A few weeks ago, I learned a new phrase from the TV show So You Think You Can Dance. One of the judges called Kent Boyd's expression while performing, "hungry jazz face."
The judges' criticisms stemmed from their belief that Kent was too busy playing to the audience and not demonstrating authenticity in his performance.
Nigel Lythgoe said, "You are starting to become a little fake in your performance...you have a magical quality and you love playing to the audience, but if you start faking your performance, that will get you into trouble with the viewers. Please be careful, and don't lose yourself in the adoration of the audience."
Here's the "hungry jazz face," and the performance the judges were referring to.
(Problems with first video? Watch it here.)
Now watch his performance in week 6, below. No hungry jazz face here. Kent has paid attention to the judges' advice, has watched himself back on video (as they all do each week), and has completely immersed himself in the performance, the character, and his relationship to his partner.
(Problems with second video? Watch it here.)
You might say that the two dances were different styles and therefore it was appropriate for him to be less connected to his partner in the first one. You might also say that, as speakers, we don't have a partner and it's ALL about the audience. So what's wrong with playing to the audience?
When we speak, the audience is indeed our partner. As a speaker, you are in a unique position where you are performing for your audience while also partnering with them.
On the one hand, you must always be "on" for your audience. This means that, no matter what is going on with you internally, physically, mentally, your external demeanor is all for them. You smile, you interact, you engage them, you keep their attention, you entertain. I don't care if you've got a temperature of 102 -- if you've committed to be there, you perform and you bring energy and enthusiasm to the room or you suffer the consequences.

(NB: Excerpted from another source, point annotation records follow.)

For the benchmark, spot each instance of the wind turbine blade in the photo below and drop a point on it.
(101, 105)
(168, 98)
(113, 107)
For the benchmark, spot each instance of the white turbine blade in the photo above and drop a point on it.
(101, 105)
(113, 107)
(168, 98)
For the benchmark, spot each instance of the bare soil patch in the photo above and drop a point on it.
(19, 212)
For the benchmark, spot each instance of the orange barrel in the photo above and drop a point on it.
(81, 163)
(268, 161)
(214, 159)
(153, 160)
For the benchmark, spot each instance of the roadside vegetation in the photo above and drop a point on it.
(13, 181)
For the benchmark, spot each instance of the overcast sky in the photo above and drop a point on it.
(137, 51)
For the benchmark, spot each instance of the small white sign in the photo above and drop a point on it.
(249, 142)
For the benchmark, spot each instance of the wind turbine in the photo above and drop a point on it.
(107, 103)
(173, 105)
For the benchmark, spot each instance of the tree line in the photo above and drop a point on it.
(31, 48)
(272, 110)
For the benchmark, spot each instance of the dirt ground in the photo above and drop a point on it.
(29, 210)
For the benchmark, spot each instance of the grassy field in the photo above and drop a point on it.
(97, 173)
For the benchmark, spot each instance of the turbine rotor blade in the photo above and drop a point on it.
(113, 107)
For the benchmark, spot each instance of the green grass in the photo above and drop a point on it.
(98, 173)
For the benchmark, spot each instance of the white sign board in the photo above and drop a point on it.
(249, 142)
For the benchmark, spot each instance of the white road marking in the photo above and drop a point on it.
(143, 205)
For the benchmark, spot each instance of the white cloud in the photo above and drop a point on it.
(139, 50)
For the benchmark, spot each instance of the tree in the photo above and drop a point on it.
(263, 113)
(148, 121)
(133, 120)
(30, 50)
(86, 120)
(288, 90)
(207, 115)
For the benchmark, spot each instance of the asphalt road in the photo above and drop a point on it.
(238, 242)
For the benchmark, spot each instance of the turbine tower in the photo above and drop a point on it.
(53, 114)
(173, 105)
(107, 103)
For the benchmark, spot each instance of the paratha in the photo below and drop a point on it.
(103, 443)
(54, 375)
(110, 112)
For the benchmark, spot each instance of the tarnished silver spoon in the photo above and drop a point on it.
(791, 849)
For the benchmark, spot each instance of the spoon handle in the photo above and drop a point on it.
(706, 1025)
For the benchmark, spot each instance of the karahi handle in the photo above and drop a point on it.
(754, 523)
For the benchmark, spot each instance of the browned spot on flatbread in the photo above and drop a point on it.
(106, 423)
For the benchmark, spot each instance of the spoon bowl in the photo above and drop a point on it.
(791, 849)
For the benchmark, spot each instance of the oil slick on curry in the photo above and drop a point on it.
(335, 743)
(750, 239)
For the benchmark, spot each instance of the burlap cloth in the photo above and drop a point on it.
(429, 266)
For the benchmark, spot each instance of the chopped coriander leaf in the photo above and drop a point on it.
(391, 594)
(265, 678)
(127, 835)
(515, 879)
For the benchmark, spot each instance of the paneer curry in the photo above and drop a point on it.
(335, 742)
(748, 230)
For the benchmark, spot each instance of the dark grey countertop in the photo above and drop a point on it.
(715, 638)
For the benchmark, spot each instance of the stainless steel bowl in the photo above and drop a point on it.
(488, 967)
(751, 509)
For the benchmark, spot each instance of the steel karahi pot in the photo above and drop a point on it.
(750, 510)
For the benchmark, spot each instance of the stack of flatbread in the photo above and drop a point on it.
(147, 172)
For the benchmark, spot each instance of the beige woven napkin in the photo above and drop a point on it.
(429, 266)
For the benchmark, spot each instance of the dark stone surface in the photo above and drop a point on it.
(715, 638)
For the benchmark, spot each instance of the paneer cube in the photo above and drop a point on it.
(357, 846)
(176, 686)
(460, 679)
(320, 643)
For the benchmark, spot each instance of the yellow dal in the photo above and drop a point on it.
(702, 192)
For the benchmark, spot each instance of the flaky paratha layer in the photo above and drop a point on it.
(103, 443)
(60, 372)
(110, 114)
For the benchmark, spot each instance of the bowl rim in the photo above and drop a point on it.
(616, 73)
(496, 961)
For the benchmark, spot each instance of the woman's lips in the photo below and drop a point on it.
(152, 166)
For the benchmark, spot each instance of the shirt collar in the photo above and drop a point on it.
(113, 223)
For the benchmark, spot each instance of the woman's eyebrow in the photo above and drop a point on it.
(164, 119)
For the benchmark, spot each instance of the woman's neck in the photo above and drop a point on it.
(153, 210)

On the other hand, you are also in an authentic relationship with them. You must bring your own emotion to the presentation in order to stimulate theirs, and you must be real with them, or they will disconnect from you. You must read them and understand where they're coming from. How are they reacting to you? Are you getting through? Are you reaching them? You won't make this connection if you are not authentic and heartfelt.
What concerns the judges in Kent's first performance is that it's all entertainment and not enough engagement. He brings the energy but not the presence. He's more concerned with being liked by the audience than with making a real impact.
In the second dance number, you see that he's got the energy, the presence, and the authenticity and, while this number is not about his relationship with the audience, the audience cannot look away. The audience cannot disconnect, because his performance is so real.
How can you be more real for your audiences?
How can you stop focusing on their adoration and instead offer true inspiration?